How could I fail to honour such a gifted man and not trace his long journey from a working-class home in Lytham in Lancashire to Cambridge University, various teaching posts across north Africa, the Middle East as well at British colleges.
But, above all, he became a gifted poet whose works show the insightful, sensitive working of the human mind and stunning observation of nature – and who, inevitably perhaps, loved reading his poems at Hampstead gatherings and among friends in local pubs.
It was at a Hampstead festival more than 20 years ago that I caught up with him and wrote a few words in this column about Hampstead’s bard . My only regret is that I did not keep up an association with him – it was my great loss of course.
Born in 1935, the son of a bus driver, he passed the 11-plus examination and won a scholarship to a grammar school, and from there read moral sciences and English literature at Cambridge. During his researches he became associated with the famous literary critic Richard Hoggart.
But teaching drew him across the world, making him a wanderer at times, at different colleges.
Yet while teaching gave him a degree of satisfaction as well as a living, it was poetry that proved his real love. And no wonder, because like all good poets he saw in life and people around us what many miss.
He genuinely loved to share his thoughts as a poet with an audience and was known for his readings at local fringe theatres and pubs and once with the dramatist Arnold Wesker.
People found him endearingly eccentric and charismatic and with a finely tuned mind and hardly aware that he had been honoured by various literary bodies including those in Europe.
The fact that he loved playing darts possibly drew him to strangers.
While preparing this piece I came across several of his published works – one a touching mellowed view of one of his four daughters (see box left).
His funeral was due to take place yesterday (Wednesday) at Golders Green crematorium where part of a famous poem by DH Lawrence, “The Ship of Death”, was read – requested in his half-finished letter because it was “positive” about death, said his daughter Bella.
Two poems by Alan Frederick Smith:
Ten years since I watched you play
The Lion to Androcles at school
No predator then nor now, you flopped about
In a lion’s pelt and your floppy thanks,
Teeth unbared to the gladiator who cared…

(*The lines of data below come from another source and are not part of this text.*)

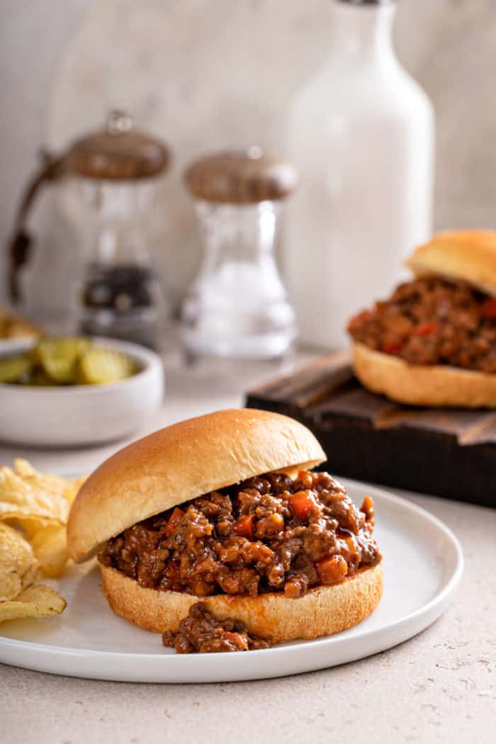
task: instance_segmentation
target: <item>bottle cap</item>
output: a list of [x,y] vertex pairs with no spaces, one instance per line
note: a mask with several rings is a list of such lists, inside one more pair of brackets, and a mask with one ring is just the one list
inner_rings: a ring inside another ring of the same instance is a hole
[[69,170],[112,181],[158,176],[170,161],[164,143],[134,129],[131,117],[123,111],[112,111],[105,129],[77,140],[67,155]]
[[396,0],[338,0],[349,5],[393,5]]
[[184,173],[196,199],[223,204],[256,204],[283,199],[295,187],[291,163],[263,153],[257,146],[217,153],[194,161]]

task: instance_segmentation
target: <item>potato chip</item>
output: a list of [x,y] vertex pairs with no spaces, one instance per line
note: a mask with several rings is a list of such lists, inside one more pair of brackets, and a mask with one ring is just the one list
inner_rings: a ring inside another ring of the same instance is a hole
[[0,602],[16,597],[34,581],[33,549],[20,532],[0,522]]
[[[0,573],[0,595],[9,600],[33,583],[38,561],[45,576],[57,578],[62,575],[68,559],[65,524],[71,504],[86,480],[38,472],[26,460],[17,459],[14,464],[16,469],[0,468],[0,527],[3,521],[20,527],[33,549],[20,532],[5,525],[6,530],[11,530],[5,554],[8,556],[13,551],[10,545],[16,539],[12,536],[13,533],[18,536],[16,545],[28,546],[25,550],[30,551],[35,568],[30,574],[26,573],[26,580],[23,581],[22,571],[15,568],[15,557],[12,559],[14,562],[10,564],[10,559],[5,558],[4,574],[8,574],[9,583],[4,577],[2,585],[3,574]],[[21,548],[18,549],[21,554]]]
[[11,468],[0,468],[0,519],[37,516],[65,525],[70,504],[65,487],[53,480],[57,478],[37,473],[21,477]]
[[30,543],[42,572],[51,579],[62,576],[68,559],[65,525],[42,527],[35,533]]
[[60,615],[67,606],[57,591],[38,584],[25,589],[13,600],[0,602],[0,623],[20,618],[48,618]]

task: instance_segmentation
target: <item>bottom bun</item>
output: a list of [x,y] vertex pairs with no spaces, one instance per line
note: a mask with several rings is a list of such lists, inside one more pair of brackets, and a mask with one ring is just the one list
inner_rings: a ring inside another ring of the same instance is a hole
[[496,408],[496,374],[457,367],[409,365],[398,356],[353,345],[353,368],[374,393],[410,405]]
[[177,632],[191,605],[204,603],[218,620],[242,622],[249,633],[272,643],[329,635],[364,620],[382,596],[382,566],[366,568],[332,586],[319,586],[289,599],[273,592],[258,597],[196,597],[140,586],[134,579],[100,565],[103,593],[117,615],[155,633]]

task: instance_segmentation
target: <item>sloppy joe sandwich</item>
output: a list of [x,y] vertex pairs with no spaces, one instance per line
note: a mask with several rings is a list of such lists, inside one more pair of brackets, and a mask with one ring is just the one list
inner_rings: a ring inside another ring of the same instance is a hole
[[361,382],[399,403],[496,408],[496,232],[435,235],[415,278],[352,318]]
[[343,630],[379,602],[381,559],[372,499],[358,509],[312,472],[325,459],[305,426],[268,411],[168,426],[90,475],[69,516],[71,556],[97,554],[112,609],[164,642],[210,617],[201,650],[235,650],[236,627],[251,648]]

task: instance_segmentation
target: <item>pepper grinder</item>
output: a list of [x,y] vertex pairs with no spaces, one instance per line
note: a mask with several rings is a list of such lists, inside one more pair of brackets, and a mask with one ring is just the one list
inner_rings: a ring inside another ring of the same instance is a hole
[[296,182],[290,163],[258,147],[203,157],[187,168],[204,260],[182,306],[187,361],[277,359],[292,346],[294,312],[274,245],[280,202]]
[[55,184],[83,256],[75,291],[63,288],[78,331],[157,345],[166,303],[148,253],[147,221],[170,159],[168,147],[122,111],[62,153],[47,155],[26,187],[8,246],[12,301],[23,300],[19,274],[33,244],[31,208],[41,187]]

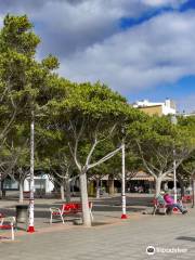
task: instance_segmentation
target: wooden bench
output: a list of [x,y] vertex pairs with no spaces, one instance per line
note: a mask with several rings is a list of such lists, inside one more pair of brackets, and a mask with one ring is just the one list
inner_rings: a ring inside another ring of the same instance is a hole
[[[93,220],[93,214],[92,214],[92,203],[89,203],[89,210],[90,210],[90,217],[91,220]],[[51,212],[51,218],[50,218],[50,223],[52,224],[53,217],[60,217],[62,219],[62,222],[64,224],[64,218],[66,216],[75,216],[78,213],[82,212],[82,205],[80,203],[67,203],[63,204],[61,208],[50,208]]]
[[155,216],[157,211],[158,212],[161,211],[162,213],[167,214],[168,207],[166,204],[160,204],[158,199],[154,198],[153,206],[154,206],[153,216]]
[[182,203],[191,203],[192,202],[192,196],[191,195],[184,195],[182,197]]
[[15,217],[5,217],[0,213],[0,230],[11,230],[11,239],[14,240]]

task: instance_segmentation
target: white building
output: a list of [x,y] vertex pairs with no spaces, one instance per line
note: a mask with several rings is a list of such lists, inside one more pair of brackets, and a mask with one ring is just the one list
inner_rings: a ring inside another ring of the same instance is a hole
[[[53,183],[50,181],[48,174],[40,174],[38,177],[34,177],[35,179],[35,191],[42,193],[51,193],[54,188]],[[24,192],[29,192],[29,181],[27,178],[24,181]]]
[[148,115],[176,115],[176,103],[169,99],[165,102],[150,102],[148,100],[136,101],[133,107],[139,108]]

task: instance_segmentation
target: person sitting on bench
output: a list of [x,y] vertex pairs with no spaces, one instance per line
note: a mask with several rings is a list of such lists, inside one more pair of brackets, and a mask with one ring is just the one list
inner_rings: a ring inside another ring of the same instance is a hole
[[174,203],[174,199],[168,193],[164,195],[164,199],[167,206],[169,207],[168,210],[169,213],[173,208],[178,208],[183,214],[187,212],[187,210],[183,208],[183,206],[180,203]]

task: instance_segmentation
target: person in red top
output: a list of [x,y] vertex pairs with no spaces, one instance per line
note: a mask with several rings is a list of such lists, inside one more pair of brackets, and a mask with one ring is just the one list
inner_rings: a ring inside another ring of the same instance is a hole
[[176,204],[174,199],[168,193],[164,195],[164,199],[167,206],[169,206],[169,210],[172,210],[173,208],[178,208],[183,214],[187,212],[187,210],[184,209],[181,204],[179,203]]

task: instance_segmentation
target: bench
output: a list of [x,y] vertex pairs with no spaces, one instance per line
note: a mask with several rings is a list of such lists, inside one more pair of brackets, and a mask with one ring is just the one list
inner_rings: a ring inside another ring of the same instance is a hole
[[166,204],[160,204],[158,199],[154,198],[153,206],[154,206],[153,213],[152,213],[153,216],[155,216],[157,211],[158,212],[161,211],[162,213],[167,214],[168,207]]
[[15,217],[4,217],[0,213],[0,230],[11,230],[11,239],[14,240]]
[[192,202],[192,196],[191,195],[184,195],[182,197],[182,203],[191,203]]
[[[178,199],[178,203],[180,203],[183,206],[182,202],[183,200]],[[170,205],[167,205],[166,203],[160,204],[157,198],[154,198],[153,205],[154,205],[154,209],[153,209],[153,213],[152,213],[153,216],[155,216],[157,211],[162,212],[165,214],[168,214],[168,213],[171,214],[172,212],[181,213],[181,211],[177,207],[171,207]]]
[[[93,220],[92,214],[92,203],[89,203],[89,210],[90,210],[90,217],[91,220]],[[66,216],[75,216],[82,212],[82,205],[80,203],[67,203],[63,204],[61,208],[50,208],[51,218],[50,218],[50,224],[52,224],[53,217],[60,217],[62,219],[62,222],[64,224],[64,218]]]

You grew despite the barbs of life
To laugh, to dance, to paint and sing
with many friends who often ring
Maybe your Androcles is out there ready to pluck
The thorn from random care…
Home of Keats and Kenwood
Hampstead loves itself
In cuddly mews
Stroked by blossom and the Ivy leaf
Its private parts, delicate and attenuate
Its public place, the Heath.
Here kites angle the Sunday sky,
Anchored by ponds where radio jet-boats
Skim narcissistically on mirrors of water
To the touch of middle-aged adolescence.